I was feeling particularly groggy last Saturday; I was tired for some reason, I had a lot to carry (three bags, two heavy ones and one bulky one full of clothes), and I foolishly decided to pack and get straight on the Underground without going out to buy and then eat breakfast, in my desire to get home to my wife and child soon.
So after climbing the steep hill between my lodgings and the underground station I was already running a bit short on blood sugar. Which is probably why, while navigating a route around the underground lines they had closed for maintenance over the weekend, I got on the Victoria Line in the wrong direction, and nearly got on another line in the wrong direction while making my way back.
I grabbed some food at Paddington and leapt onto the next homewards-bound train; there were no free seats so I crouched in the vestibule with my bags, wolfing down my food, then leaning blearily against the wall while my body verified it really was food, so that it could afford to release my final reserves of nutrients to keep me going while it processed the new bounty (although, as it made it abundantly clear to me, it would rather I slept while it did this).
I got off at Swindon to change for the Stroud train; it was 2:35pm or so, and the next train to Cheltenham Spa was at 3:00pm or so, so I rang home and told them to pick me up from Stroud at 3:30pm, then went and sat down.
Some ten minutes later I glanced up at the indicator board, and saw that the next train was actually at 3:15pm. Odd - I must have misread it. I rang Sarah up and said I'd be a quarter of an hour later. It was still a Cheltenham Spa train from platform 2, though.
So at 3:10pm I went to platform 2, which was a little terminating platform used for the branch line up to Cheltenham, and got onto the train. It pulled off, and the inspector came to check tickets; when I showed him mine, he said "But this train doesn't go to Stroud. We're going to Westbury!
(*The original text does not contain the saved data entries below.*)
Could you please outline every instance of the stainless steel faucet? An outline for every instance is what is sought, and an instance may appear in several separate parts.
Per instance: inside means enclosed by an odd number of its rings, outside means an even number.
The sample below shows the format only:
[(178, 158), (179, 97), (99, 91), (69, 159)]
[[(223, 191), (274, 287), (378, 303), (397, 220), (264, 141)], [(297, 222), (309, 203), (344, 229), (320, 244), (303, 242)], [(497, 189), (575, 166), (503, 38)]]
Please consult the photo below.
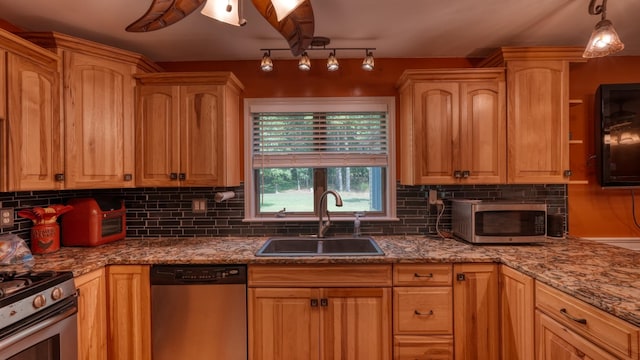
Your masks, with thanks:
[(320, 195), (320, 208), (318, 210), (318, 237), (319, 238), (323, 238), (324, 237), (324, 233), (327, 232), (327, 230), (329, 230), (329, 226), (331, 226), (331, 216), (329, 216), (329, 210), (327, 210), (327, 221), (323, 221), (322, 219), (322, 213), (324, 210), (324, 204), (327, 201), (327, 195), (333, 195), (336, 198), (336, 206), (342, 206), (342, 197), (340, 196), (340, 194), (338, 194), (337, 192), (333, 191), (333, 190), (327, 190), (325, 192), (322, 193), (322, 195)]

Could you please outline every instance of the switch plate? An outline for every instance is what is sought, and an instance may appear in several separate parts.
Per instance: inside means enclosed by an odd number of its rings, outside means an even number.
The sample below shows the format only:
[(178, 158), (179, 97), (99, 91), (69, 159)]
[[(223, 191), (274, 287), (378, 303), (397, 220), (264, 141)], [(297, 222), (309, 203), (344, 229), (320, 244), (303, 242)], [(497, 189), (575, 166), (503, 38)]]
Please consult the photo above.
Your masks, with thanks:
[(13, 227), (13, 208), (0, 209), (0, 228)]
[(207, 199), (193, 199), (191, 202), (191, 211), (194, 214), (206, 214)]

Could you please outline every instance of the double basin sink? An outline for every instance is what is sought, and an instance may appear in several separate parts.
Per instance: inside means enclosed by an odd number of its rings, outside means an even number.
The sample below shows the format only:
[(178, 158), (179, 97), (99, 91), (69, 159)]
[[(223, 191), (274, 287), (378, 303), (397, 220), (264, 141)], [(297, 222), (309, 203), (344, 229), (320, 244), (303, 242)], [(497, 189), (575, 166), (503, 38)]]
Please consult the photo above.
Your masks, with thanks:
[(256, 256), (376, 256), (384, 255), (368, 236), (273, 237), (258, 250)]

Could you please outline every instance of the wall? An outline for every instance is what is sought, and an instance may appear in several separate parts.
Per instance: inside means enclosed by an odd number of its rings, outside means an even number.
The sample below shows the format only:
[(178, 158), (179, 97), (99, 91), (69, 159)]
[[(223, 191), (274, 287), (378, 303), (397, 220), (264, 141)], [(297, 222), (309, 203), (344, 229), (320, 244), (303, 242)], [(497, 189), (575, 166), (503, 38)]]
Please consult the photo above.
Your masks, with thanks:
[[(569, 185), (569, 233), (586, 237), (640, 237), (633, 221), (630, 190), (603, 190), (596, 179), (594, 143), (594, 98), (605, 83), (640, 82), (640, 57), (609, 56), (571, 65), (571, 99), (582, 104), (571, 107), (571, 132), (583, 144), (571, 145), (572, 179), (588, 184)], [(640, 164), (638, 164), (640, 167)], [(640, 209), (640, 189), (636, 191)], [(636, 210), (640, 220), (640, 210)]]

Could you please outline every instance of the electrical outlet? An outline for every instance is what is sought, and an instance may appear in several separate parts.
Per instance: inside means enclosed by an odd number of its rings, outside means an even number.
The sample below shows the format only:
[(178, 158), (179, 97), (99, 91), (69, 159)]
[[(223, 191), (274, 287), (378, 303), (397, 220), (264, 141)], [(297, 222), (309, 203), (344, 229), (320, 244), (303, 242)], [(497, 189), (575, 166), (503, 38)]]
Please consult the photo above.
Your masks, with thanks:
[(13, 227), (13, 208), (0, 209), (0, 228)]
[(435, 205), (438, 201), (438, 192), (436, 190), (429, 190), (429, 205)]
[(207, 199), (193, 199), (191, 202), (191, 211), (194, 214), (206, 214)]

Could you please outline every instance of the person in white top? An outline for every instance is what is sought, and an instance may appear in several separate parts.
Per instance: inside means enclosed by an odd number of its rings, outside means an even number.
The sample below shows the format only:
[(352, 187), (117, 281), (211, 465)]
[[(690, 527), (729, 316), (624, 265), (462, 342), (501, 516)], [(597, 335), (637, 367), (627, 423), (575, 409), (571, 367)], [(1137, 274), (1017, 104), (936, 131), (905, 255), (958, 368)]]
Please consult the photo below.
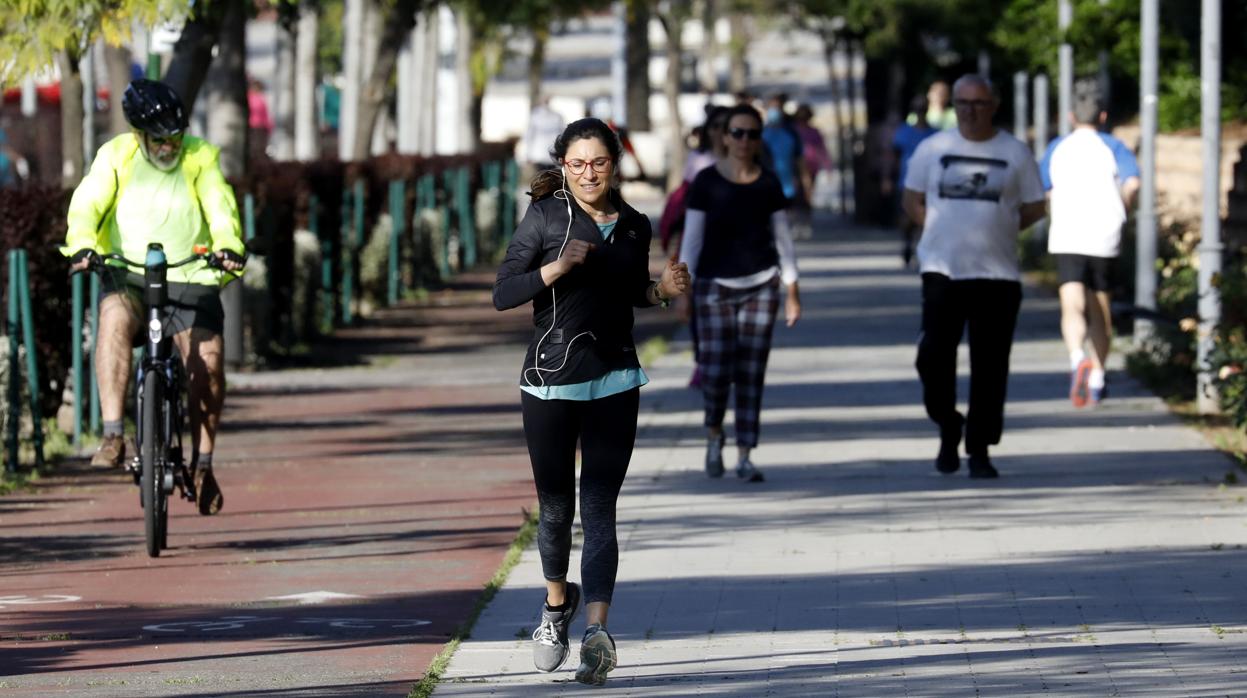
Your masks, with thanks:
[[(1048, 146), (1040, 165), (1051, 221), (1048, 252), (1060, 280), (1061, 337), (1070, 357), (1070, 401), (1098, 405), (1112, 341), (1112, 267), (1126, 210), (1139, 190), (1139, 163), (1124, 143), (1100, 132), (1106, 114), (1094, 81), (1080, 82), (1074, 130)], [(1091, 340), (1091, 355), (1083, 351)]]
[(563, 115), (550, 108), (550, 98), (542, 95), (528, 115), (524, 130), (524, 161), (534, 171), (554, 168), (550, 144), (563, 133), (567, 122)]
[[(1030, 151), (998, 131), (991, 82), (965, 75), (953, 85), (957, 129), (924, 140), (909, 161), (902, 205), (922, 226), (922, 332), (918, 376), (927, 415), (940, 428), (935, 467), (961, 466), (964, 427), (970, 477), (997, 477), (987, 447), (1004, 429), (1009, 352), (1022, 303), (1018, 231), (1044, 217), (1039, 169)], [(969, 328), (970, 399), (957, 411), (957, 345)]]

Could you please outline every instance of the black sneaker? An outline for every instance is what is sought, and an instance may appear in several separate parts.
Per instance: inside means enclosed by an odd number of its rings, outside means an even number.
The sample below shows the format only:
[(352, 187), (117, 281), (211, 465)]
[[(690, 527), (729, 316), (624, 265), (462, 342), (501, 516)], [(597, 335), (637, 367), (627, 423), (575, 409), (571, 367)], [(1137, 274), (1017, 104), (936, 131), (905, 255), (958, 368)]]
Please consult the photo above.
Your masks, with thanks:
[(723, 444), (727, 435), (719, 432), (719, 438), (706, 439), (706, 476), (723, 477)]
[(606, 628), (600, 625), (585, 628), (584, 640), (580, 642), (580, 668), (576, 669), (576, 680), (590, 686), (601, 686), (618, 662), (615, 638), (606, 632)]
[(940, 427), (940, 453), (935, 457), (935, 469), (945, 475), (955, 473), (961, 467), (957, 449), (961, 446), (961, 429), (966, 420), (960, 414), (956, 417), (957, 421), (953, 424)]
[(972, 478), (989, 480), (1000, 477), (1000, 473), (992, 465), (992, 459), (988, 458), (986, 453), (971, 453), (970, 457), (966, 458), (966, 465), (970, 467), (970, 477)]
[(557, 671), (567, 661), (571, 649), (567, 644), (567, 626), (576, 618), (580, 607), (580, 587), (567, 583), (563, 610), (551, 611), (541, 604), (541, 625), (533, 631), (533, 666), (537, 671)]

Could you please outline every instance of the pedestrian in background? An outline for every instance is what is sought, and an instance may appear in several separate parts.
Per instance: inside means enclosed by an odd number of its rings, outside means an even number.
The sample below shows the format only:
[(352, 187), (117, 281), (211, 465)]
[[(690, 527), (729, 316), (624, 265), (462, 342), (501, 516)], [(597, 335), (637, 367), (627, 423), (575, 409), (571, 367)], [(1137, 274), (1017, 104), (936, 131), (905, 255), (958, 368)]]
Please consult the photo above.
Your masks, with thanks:
[[(936, 80), (927, 88), (927, 125), (937, 131), (957, 128), (957, 110), (948, 104), (948, 83)], [(918, 123), (918, 112), (911, 111), (905, 122), (911, 126)]]
[(550, 108), (550, 98), (541, 95), (528, 114), (528, 126), (524, 129), (524, 163), (528, 165), (529, 175), (554, 166), (550, 162), (550, 144), (567, 122), (558, 112)]
[[(1126, 210), (1139, 190), (1134, 153), (1100, 132), (1107, 116), (1099, 85), (1080, 82), (1069, 114), (1074, 129), (1048, 146), (1039, 168), (1052, 207), (1048, 252), (1061, 284), (1061, 337), (1069, 350), (1074, 407), (1098, 405), (1106, 394), (1113, 262)], [(1088, 338), (1090, 355), (1083, 350)]]
[(792, 127), (801, 139), (801, 161), (804, 170), (802, 196), (797, 202), (797, 221), (793, 224), (793, 237), (808, 240), (814, 234), (814, 187), (820, 172), (831, 171), (831, 153), (827, 151), (827, 142), (823, 134), (812, 123), (814, 110), (808, 104), (801, 104), (792, 116)]
[[(1030, 150), (992, 125), (1000, 102), (981, 75), (953, 86), (957, 129), (924, 140), (905, 175), (905, 212), (922, 225), (922, 332), (918, 375), (927, 415), (940, 429), (935, 467), (961, 467), (964, 427), (970, 477), (997, 477), (988, 446), (1004, 429), (1009, 352), (1022, 303), (1018, 231), (1044, 216)], [(969, 329), (970, 400), (957, 411), (957, 345)]]
[(749, 482), (765, 479), (750, 454), (758, 445), (781, 282), (787, 325), (801, 317), (788, 198), (775, 174), (759, 164), (761, 139), (757, 110), (739, 105), (728, 112), (727, 157), (693, 180), (680, 246), (680, 260), (694, 277), (706, 474), (723, 476), (723, 419), (734, 390), (736, 475)]
[(533, 202), (494, 284), (499, 310), (533, 304), (520, 375), (524, 436), (541, 505), (537, 548), (546, 579), (533, 663), (555, 671), (570, 653), (580, 587), (567, 581), (580, 444), (580, 574), (588, 627), (576, 680), (600, 685), (617, 662), (606, 630), (619, 567), (615, 502), (636, 442), (639, 389), (649, 382), (632, 339), (632, 309), (666, 305), (689, 286), (674, 260), (649, 278), (650, 225), (617, 188), (623, 146), (601, 120), (573, 122), (554, 141), (559, 171), (532, 183)]
[(805, 145), (801, 134), (784, 111), (788, 95), (771, 95), (766, 101), (766, 121), (762, 142), (766, 146), (763, 163), (779, 178), (784, 198), (788, 200), (788, 221), (801, 220), (801, 208), (809, 191), (809, 174), (805, 169)]
[[(918, 145), (930, 136), (935, 134), (935, 129), (927, 123), (927, 99), (926, 97), (915, 97), (909, 103), (911, 113), (916, 115), (913, 124), (903, 123), (896, 129), (896, 133), (892, 136), (892, 149), (896, 153), (895, 162), (897, 162), (897, 190), (904, 189), (905, 175), (909, 170), (909, 161), (914, 156), (914, 151), (918, 149)], [(899, 205), (899, 197), (894, 199)], [(914, 257), (914, 237), (921, 230), (918, 223), (910, 218), (905, 212), (901, 211), (900, 216), (901, 229), (901, 261), (905, 264), (905, 268), (909, 269), (913, 264)]]

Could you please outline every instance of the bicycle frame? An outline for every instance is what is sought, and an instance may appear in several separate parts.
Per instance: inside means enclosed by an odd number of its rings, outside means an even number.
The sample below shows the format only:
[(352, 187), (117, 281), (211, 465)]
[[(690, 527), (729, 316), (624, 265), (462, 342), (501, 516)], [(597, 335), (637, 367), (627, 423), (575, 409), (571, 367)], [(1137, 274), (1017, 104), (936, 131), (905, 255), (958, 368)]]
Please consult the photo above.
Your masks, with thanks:
[[(142, 358), (139, 361), (135, 377), (135, 413), (143, 414), (147, 384), (147, 374), (155, 372), (160, 377), (161, 397), (165, 402), (164, 419), (161, 420), (159, 434), (144, 434), (143, 420), (136, 419), (137, 435), (135, 438), (139, 453), (143, 452), (144, 441), (156, 439), (157, 460), (161, 473), (161, 487), (165, 494), (171, 494), (176, 486), (182, 496), (194, 501), (194, 483), (186, 472), (186, 464), (182, 459), (182, 418), (184, 414), (184, 382), (181, 358), (173, 351), (173, 340), (165, 337), (165, 327), (169, 322), (169, 289), (167, 284), (168, 260), (164, 249), (153, 243), (147, 248), (147, 258), (143, 264), (143, 305), (147, 311), (144, 330), (146, 341), (143, 345)], [(160, 446), (163, 445), (163, 448)], [(136, 458), (138, 454), (135, 454)], [(138, 477), (138, 470), (135, 471)]]

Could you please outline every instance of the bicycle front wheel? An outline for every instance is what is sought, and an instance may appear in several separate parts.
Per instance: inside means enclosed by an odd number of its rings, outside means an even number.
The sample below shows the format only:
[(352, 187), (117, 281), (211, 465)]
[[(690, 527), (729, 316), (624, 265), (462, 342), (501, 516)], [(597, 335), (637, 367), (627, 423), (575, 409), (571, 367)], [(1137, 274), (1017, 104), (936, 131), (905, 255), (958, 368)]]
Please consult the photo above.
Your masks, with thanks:
[(140, 486), (143, 490), (143, 524), (147, 534), (147, 554), (160, 557), (165, 537), (165, 516), (168, 500), (164, 488), (164, 382), (156, 371), (143, 376), (143, 409), (139, 431), (143, 443), (139, 446), (142, 464)]

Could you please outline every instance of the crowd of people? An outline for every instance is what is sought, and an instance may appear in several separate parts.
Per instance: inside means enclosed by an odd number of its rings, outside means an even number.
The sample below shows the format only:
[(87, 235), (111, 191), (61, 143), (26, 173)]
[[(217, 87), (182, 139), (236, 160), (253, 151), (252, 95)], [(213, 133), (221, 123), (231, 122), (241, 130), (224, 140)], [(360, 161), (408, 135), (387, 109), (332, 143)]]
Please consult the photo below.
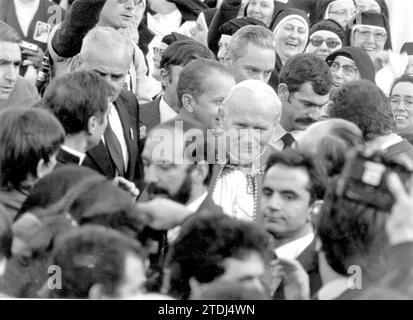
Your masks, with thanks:
[(395, 2), (0, 0), (0, 297), (413, 299)]

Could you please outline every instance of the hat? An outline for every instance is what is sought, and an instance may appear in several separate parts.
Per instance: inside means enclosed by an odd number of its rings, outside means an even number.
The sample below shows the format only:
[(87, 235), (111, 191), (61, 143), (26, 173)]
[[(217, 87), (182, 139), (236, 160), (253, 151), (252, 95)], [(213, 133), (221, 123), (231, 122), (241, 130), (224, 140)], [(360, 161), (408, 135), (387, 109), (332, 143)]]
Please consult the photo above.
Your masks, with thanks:
[(340, 38), (341, 43), (343, 43), (344, 45), (344, 30), (336, 21), (332, 19), (326, 19), (314, 22), (310, 27), (309, 36), (311, 37), (312, 34), (320, 30), (326, 30), (335, 33)]
[(326, 61), (333, 61), (337, 56), (344, 56), (354, 61), (362, 79), (376, 83), (376, 71), (370, 56), (361, 48), (343, 47), (330, 54)]
[(291, 19), (298, 19), (307, 26), (307, 29), (309, 28), (307, 13), (305, 13), (305, 11), (300, 9), (287, 8), (277, 13), (274, 20), (271, 22), (270, 29), (273, 30), (273, 33), (276, 33), (284, 22)]
[(346, 38), (349, 45), (351, 44), (351, 37), (353, 35), (354, 28), (359, 25), (367, 25), (384, 28), (387, 32), (387, 41), (384, 44), (384, 49), (392, 49), (390, 25), (385, 15), (375, 11), (359, 12), (348, 22), (348, 25), (349, 29), (346, 31)]
[(200, 0), (167, 0), (176, 4), (184, 21), (196, 21), (199, 14), (209, 7)]
[(249, 25), (263, 26), (267, 28), (265, 23), (262, 22), (261, 20), (257, 20), (255, 18), (242, 17), (242, 18), (232, 19), (232, 20), (229, 20), (223, 23), (219, 27), (219, 35), (225, 34), (228, 36), (232, 36), (235, 32), (237, 32), (242, 27), (249, 26)]
[(413, 42), (405, 42), (400, 49), (400, 53), (406, 52), (408, 56), (413, 56)]
[(205, 22), (208, 28), (211, 25), (212, 19), (214, 19), (215, 13), (217, 11), (218, 11), (218, 8), (211, 8), (211, 9), (206, 9), (205, 11), (203, 11)]

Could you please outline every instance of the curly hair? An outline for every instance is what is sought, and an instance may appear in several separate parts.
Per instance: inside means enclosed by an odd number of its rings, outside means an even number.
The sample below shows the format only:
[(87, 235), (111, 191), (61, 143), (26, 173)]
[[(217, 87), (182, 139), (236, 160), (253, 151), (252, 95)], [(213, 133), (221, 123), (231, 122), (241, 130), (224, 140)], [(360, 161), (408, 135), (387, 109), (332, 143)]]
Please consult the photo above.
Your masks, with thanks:
[(390, 134), (396, 125), (386, 95), (368, 80), (351, 81), (337, 90), (329, 116), (355, 123), (366, 141)]

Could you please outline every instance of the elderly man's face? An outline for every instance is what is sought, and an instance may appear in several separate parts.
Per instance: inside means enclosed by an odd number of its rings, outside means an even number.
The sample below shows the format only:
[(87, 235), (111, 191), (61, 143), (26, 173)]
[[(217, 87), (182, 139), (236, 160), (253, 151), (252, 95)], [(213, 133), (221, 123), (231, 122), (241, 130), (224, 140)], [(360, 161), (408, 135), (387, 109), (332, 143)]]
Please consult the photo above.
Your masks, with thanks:
[(134, 19), (135, 8), (142, 0), (106, 0), (100, 13), (102, 25), (115, 29), (126, 28)]
[(231, 61), (231, 69), (237, 83), (248, 79), (267, 83), (274, 68), (275, 51), (260, 48), (252, 43), (246, 45), (241, 57)]
[(83, 57), (82, 69), (96, 71), (110, 85), (110, 101), (115, 101), (124, 87), (125, 78), (130, 67), (130, 57), (126, 46), (119, 50), (104, 48), (103, 45), (89, 50)]
[(276, 122), (273, 101), (240, 88), (223, 105), (220, 120), (231, 162), (248, 164), (268, 145)]
[(0, 101), (9, 98), (19, 75), (21, 62), (17, 43), (0, 41)]

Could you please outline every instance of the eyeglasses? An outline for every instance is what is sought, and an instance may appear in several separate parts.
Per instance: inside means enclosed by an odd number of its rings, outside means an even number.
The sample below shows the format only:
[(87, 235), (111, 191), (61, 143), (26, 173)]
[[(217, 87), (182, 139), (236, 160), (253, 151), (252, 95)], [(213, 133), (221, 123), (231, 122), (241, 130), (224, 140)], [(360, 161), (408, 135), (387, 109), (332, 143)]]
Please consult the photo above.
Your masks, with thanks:
[(340, 41), (337, 41), (332, 38), (323, 39), (323, 38), (314, 37), (310, 39), (310, 42), (314, 47), (321, 47), (323, 42), (325, 42), (327, 44), (327, 47), (330, 49), (334, 49), (340, 45)]
[(403, 104), (408, 108), (413, 108), (413, 97), (390, 97), (389, 102), (392, 108), (397, 108), (400, 106), (400, 103), (403, 101)]
[(358, 33), (358, 36), (361, 40), (366, 41), (371, 37), (371, 35), (374, 35), (374, 40), (377, 42), (385, 42), (387, 40), (387, 33), (384, 31), (379, 31), (379, 30), (369, 30), (369, 29), (357, 29), (355, 32)]
[(350, 66), (348, 64), (340, 65), (338, 62), (335, 62), (335, 61), (332, 61), (332, 62), (330, 61), (329, 65), (330, 65), (331, 72), (337, 72), (338, 70), (340, 70), (340, 68), (343, 68), (343, 73), (346, 76), (351, 76), (351, 77), (355, 77), (357, 74), (357, 70), (358, 70), (356, 67)]

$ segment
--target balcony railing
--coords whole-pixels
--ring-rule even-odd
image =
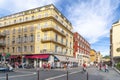
[[[46,38],[42,38],[41,42],[46,43],[46,42],[53,42],[62,46],[66,46],[65,42],[60,41],[60,40],[56,40],[55,38],[50,38],[50,37],[46,37]]]
[[[0,43],[0,47],[5,47],[6,44],[5,43]]]
[[[6,37],[4,33],[0,33],[0,37]]]
[[[50,30],[53,30],[53,31],[55,31],[56,33],[59,33],[60,35],[62,35],[63,37],[66,37],[65,33],[63,32],[63,30],[60,30],[60,29],[54,27],[54,25],[42,26],[42,27],[41,27],[41,30],[42,30],[42,31],[50,31]]]
[[[40,53],[41,54],[65,54],[66,52],[62,52],[62,51],[57,51],[55,52],[54,50],[50,50],[50,49],[43,49],[43,50],[40,50]]]

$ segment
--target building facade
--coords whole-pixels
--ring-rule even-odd
[[[90,63],[100,63],[102,62],[102,55],[100,52],[96,52],[94,49],[90,50]]]
[[[73,55],[78,60],[78,65],[90,62],[90,44],[79,33],[74,33]]]
[[[120,20],[110,30],[110,56],[113,65],[120,61]]]
[[[102,62],[102,55],[101,55],[100,52],[97,52],[97,54],[96,54],[96,62],[97,62],[97,63]]]
[[[52,4],[0,18],[5,52],[34,65],[73,60],[72,30],[72,24]]]
[[[90,50],[90,62],[91,62],[91,64],[97,63],[96,62],[96,56],[97,56],[96,54],[97,54],[97,52],[94,49]]]

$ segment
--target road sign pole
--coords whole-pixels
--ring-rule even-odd
[[[88,80],[88,72],[87,72],[87,80]]]
[[[38,79],[37,80],[40,80],[40,77],[39,77],[39,70],[38,70],[38,77],[37,77]]]
[[[8,74],[6,74],[6,80],[8,80]]]
[[[68,80],[68,70],[67,70],[67,80]]]

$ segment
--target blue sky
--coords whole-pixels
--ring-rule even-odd
[[[54,4],[90,44],[109,55],[109,32],[120,19],[120,0],[0,0],[0,17]]]

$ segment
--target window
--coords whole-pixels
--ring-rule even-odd
[[[56,19],[58,19],[58,16],[57,16],[57,15],[55,15],[55,18],[56,18]]]
[[[58,52],[58,46],[57,45],[55,45],[55,52]]]
[[[9,48],[7,48],[7,52],[9,52]]]
[[[32,25],[31,27],[30,27],[30,31],[33,31],[34,30],[34,26]]]
[[[31,41],[31,42],[34,41],[34,35],[33,35],[33,34],[30,35],[30,41]]]
[[[13,29],[13,34],[15,34],[15,29]]]
[[[14,48],[14,47],[12,47],[12,52],[13,52],[13,53],[15,52],[14,50],[15,50],[15,48]]]
[[[41,26],[40,26],[40,24],[38,24],[38,27],[37,27],[38,29],[41,29]]]
[[[26,52],[27,51],[27,46],[24,46],[24,52]]]
[[[71,50],[70,50],[70,54],[71,54]]]
[[[58,35],[55,34],[55,41],[58,41]]]
[[[79,42],[78,42],[78,46],[80,46]]]
[[[72,48],[72,43],[70,42],[70,48]]]
[[[44,44],[44,49],[43,49],[44,51],[46,51],[47,50],[47,46],[46,46],[46,44]]]
[[[38,15],[38,18],[41,18],[41,15]]]
[[[68,45],[68,40],[66,39],[66,46]]]
[[[48,16],[48,13],[45,13],[45,17],[47,17]]]
[[[37,33],[37,41],[40,41],[40,33]]]
[[[31,18],[34,19],[34,16],[32,16]]]
[[[68,52],[68,49],[66,49],[66,53]]]
[[[24,27],[23,29],[24,29],[24,32],[27,32],[27,28],[26,27]]]
[[[30,51],[33,51],[33,46],[32,45],[30,46]]]
[[[40,47],[39,46],[37,47],[37,51],[40,51]]]
[[[15,36],[13,36],[13,38],[12,38],[12,44],[14,44],[15,43]]]
[[[63,44],[63,37],[61,37],[61,43]]]
[[[4,25],[6,25],[6,22],[4,22]]]
[[[18,43],[21,43],[22,41],[21,41],[21,36],[20,35],[18,35]]]
[[[16,20],[14,20],[14,23],[16,23]]]
[[[17,52],[21,52],[21,48],[20,47],[17,48]]]
[[[23,42],[27,42],[27,34],[24,35]]]
[[[6,31],[6,33],[9,35],[9,34],[10,34],[10,31],[9,31],[9,30],[7,30],[7,31]]]
[[[8,45],[9,45],[10,44],[10,38],[9,37],[7,38],[7,42],[8,42]]]
[[[47,32],[44,33],[44,40],[47,40]]]
[[[47,22],[44,24],[44,27],[47,27],[48,26],[48,24],[47,24]]]
[[[25,20],[28,20],[28,17],[26,17]]]
[[[22,19],[20,18],[19,21],[22,22]]]
[[[18,29],[18,33],[20,33],[20,32],[21,32],[21,28]]]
You'd best get off at Chippenham and get the next train back to Swindon!".
Bleargh.
Well, I did that, and made it onto the correct train this time, and got to Stroud at about 4:45pm instead of 3:45pm; I wonder what time I'd have made it home if I'd not gone the wrong way on the Underground, too.
But through this whole day of bleary groggy failing to manage to comprehend even something as simple as the rail system, what did I while away my long waits doing?
Analysing distributed algorithms. A specialist topic far more involved than rail route planning.
How I was finding that a welcome rest from trying to figure out which train to get on, I don't know.
Or does this just say something about our rail system?